Due to the limited information given in the Form 2 Supplier Claim Form, establishing liability and quantum of medical costs is difficult and may result in unsubstantiated liability. The average suppliers’ claim of R 6 000 creates the danger of merit and quantum of such claim not being properly investigated. This is less likely to occur if the suppliers’ claim is dealt simultaneously with the main claim. In Daniels the RAF settled suppliers’ claims to the value of
R 171 182,10 even before the claimant had submitted her personal claim. The admitted suppliers’ claim liability resulted in the RAF liability for the claimant’s personal claim.

  • Suppliers’ claims v medical payments to claimants

Suppliers’ payments outstrip claimant’s medical costs payments. According to RAF annual reports (2006-2020) compensation paid to claimants for medical expenses amounted to an average of
R 8,36 billion. For the same period (based on averages) the RAF paid approximately R11 billion to suppliers. The discrepancy could indicate that suppliers are being paid where the (as required by s 17(5)) personal s 17(1) claim was not lodged and/or the third party was not entitled to compensation.

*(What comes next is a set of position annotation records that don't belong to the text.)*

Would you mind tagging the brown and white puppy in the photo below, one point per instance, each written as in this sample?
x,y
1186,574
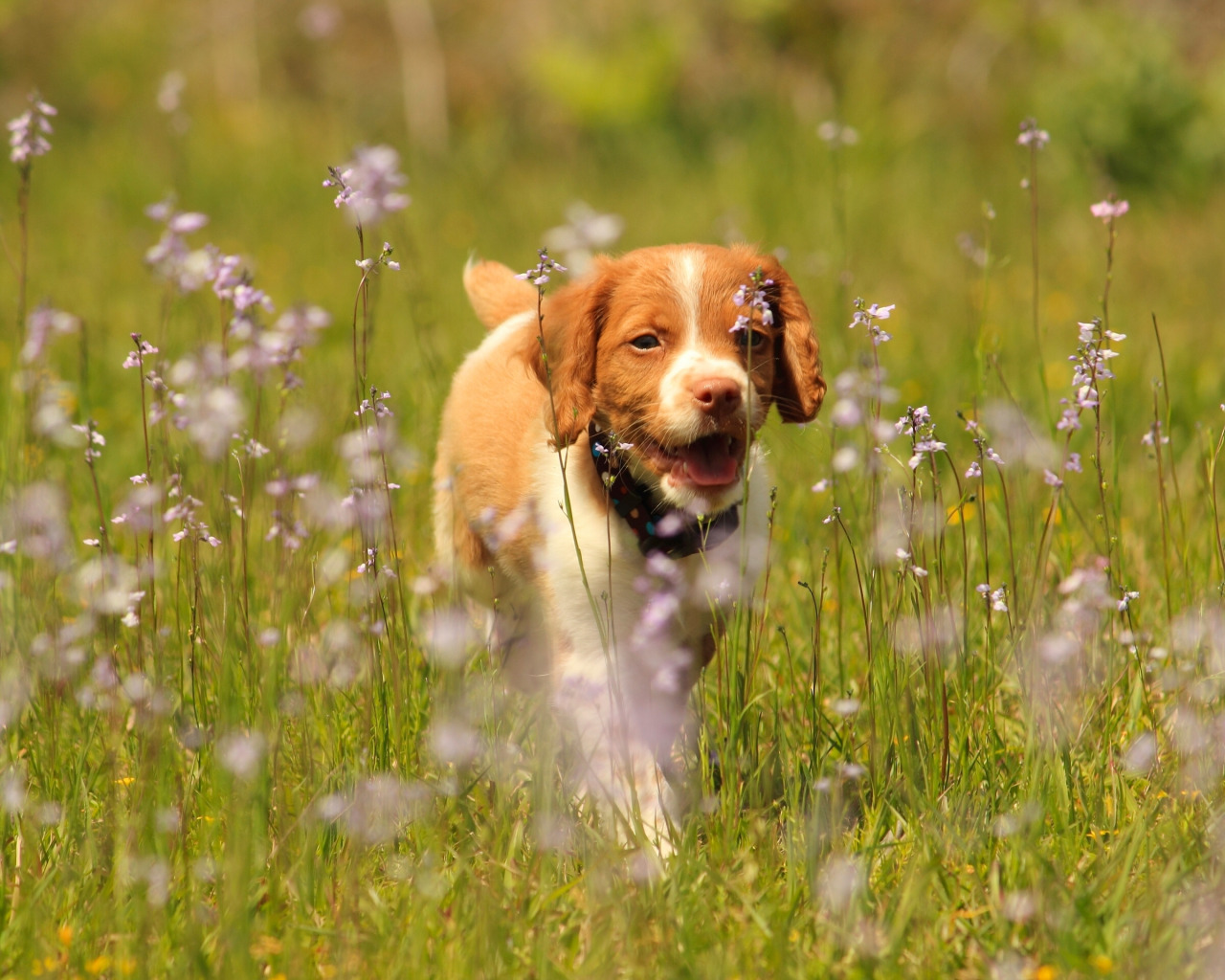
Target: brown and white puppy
x,y
637,416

Section 17(5) does not authorise a separate suppliers’ claim or payment of suppliers’ claims in the absence of a valid and finalised claim in terms of s 17(1) nor is a separate independent suppliers claim legally tenable. The current judicial interpretation and application of this section ignores the historical development, the unambiguous/clear wording of s 17(5) and the provisions and legal principles that apply to a claim in terms of s 17(1) of the Act. The erroneous interpretation of s 17(5) has caused a multiplicity of claims with the possibility of anomalies and a considerable increased administrative and financial RAF burden. It is suggested that the administration of suppliers’ claims be urgently reviewed to ensure that the provisions and intention of the legislator is given effect, RAF funds are not allocated to payments not sanctioned by the Act and the ability of the RAF to comply with its constitutional duty to third party claimants, is enhanced.

Professor Hennie Klopper BA LLD (UFS) is an Emeritus Professor at the University of Pretoria and legal practitioner at HB Klopper in Pretoria.